Job submission guide (conda)

Introduction

Warning

If you are not using conda permanently on your environment, do not execute conda init. After loading Anaconda3 module load Anaconda3 execute the following command eval "$(conda shell.bash hook)".

This serves as a quickstart to get your job submitted onto the cluster, after transferring your code onto the server.

If you have used Jupyter notebook to develop your code, you will need to convert it into a Python file

Note

The researchlong queue will preempt jobs whenever they are insufficient resources. Append the #SBATCH --requeue parameter to your sbatch file to re-submit the job if it gets preempted.

Submitting Python Script to Cluster

Pre-requsities

Before following this guide, ensure you have -

  1. Logged into the cluster through SSH
  2. Copied your project files into the cluster
  3. Downloaded a copy of the shell script template below.

Download pip3 job submission shell script template

Getting your account quota information

  1. Log into the GPU cluster
  2. Execute the command "myinfo" in your terminal/powershell

    [IS000G3@origami ~]$ myinfo
    ================ Account parameters ================
    
    Description                 | Value
    ---------------------------------------------
    Account name                | is000
    List of Assigned Partition  | tester
    List of Assigned QOS        | is000qos
    ---------------------------------------------
    ... output truncated
    
  3. Copy down the values of

    • Account name (Line 6)
    • List of Assigned Partition (Line 7)
    • List of Assigned QOS (Line 8)

Amending the template file

  1. Open the downloaded shell script template with your favourite editor
  2. Amend line 26 of the file and replace it with the parition value you copied down earlier

    # The partition you've been assigned
    #SBATCH --partition=tester
    
  3. Amend line 27 of the file and replace it with the account value you copied down earlier

    # The account you've been assigned
    #SBATCH --account=is000
    
  4. Amend line 28 of the file and replace it with the QOS value you copied down earlier

    #What is the QOS assigned to you? Check with myinfo command
    #SBATCH --qos=is000qos
    
  5. Amend line 29 of the file and replace it with your email address. (To enter multiple email addresses, separate with a comma)

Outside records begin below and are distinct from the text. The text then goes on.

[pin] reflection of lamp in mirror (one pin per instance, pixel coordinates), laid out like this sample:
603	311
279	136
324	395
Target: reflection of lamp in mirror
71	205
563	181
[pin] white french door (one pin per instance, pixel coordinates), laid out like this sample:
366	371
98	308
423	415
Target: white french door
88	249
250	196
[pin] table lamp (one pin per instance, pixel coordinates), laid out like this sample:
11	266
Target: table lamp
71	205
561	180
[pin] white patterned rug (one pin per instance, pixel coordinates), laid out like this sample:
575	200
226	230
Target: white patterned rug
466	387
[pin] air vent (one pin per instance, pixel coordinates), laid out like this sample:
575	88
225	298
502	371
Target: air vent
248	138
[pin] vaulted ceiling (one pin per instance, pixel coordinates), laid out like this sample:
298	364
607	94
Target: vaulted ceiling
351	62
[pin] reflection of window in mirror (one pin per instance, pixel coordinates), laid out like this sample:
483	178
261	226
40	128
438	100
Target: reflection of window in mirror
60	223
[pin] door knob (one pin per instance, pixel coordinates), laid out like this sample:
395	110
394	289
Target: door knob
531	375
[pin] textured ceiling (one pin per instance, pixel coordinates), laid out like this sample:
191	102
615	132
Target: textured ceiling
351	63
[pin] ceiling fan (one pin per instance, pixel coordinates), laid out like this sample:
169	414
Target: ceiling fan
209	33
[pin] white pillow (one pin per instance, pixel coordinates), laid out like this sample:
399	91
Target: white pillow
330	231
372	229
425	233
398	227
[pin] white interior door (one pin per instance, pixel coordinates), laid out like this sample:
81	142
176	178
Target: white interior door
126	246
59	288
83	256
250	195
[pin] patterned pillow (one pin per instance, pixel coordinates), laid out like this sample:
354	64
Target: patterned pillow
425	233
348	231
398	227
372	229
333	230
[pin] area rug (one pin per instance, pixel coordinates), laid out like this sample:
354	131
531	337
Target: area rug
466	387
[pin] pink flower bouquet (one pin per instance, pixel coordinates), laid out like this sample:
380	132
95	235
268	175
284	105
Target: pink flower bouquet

    # Who should receive the email notifications
    #SBATCH --mail-user=exampleuser1@scis.smu.edu.sg,exampleuser2@scis.smu.edu.sg
    
  6. Amend line 30 and give your job a title/name

    # Give the job a name
    #SBATCH --job-name=YourName
    
  7. Load the Anaconda module and all other required modules

    # Purge the enviromnent, load the modules we require.
    # Refer to https://violet.smu.edu.sg/origami/module/ for more information
    module purge
    module load Anaconda3/2022.05
    
  8. This command creates a conda virtual environment to reduce package conflict. It should only be ran once and will be ignored if you have an existing virtual environment.

    This command creates a virtualenv called myenvnamehere in conda

    # Create a virtual environment
    conda create -n myenvnamehere
    
  9. The virtual environment must be activated every time, before conda packges are downloaded.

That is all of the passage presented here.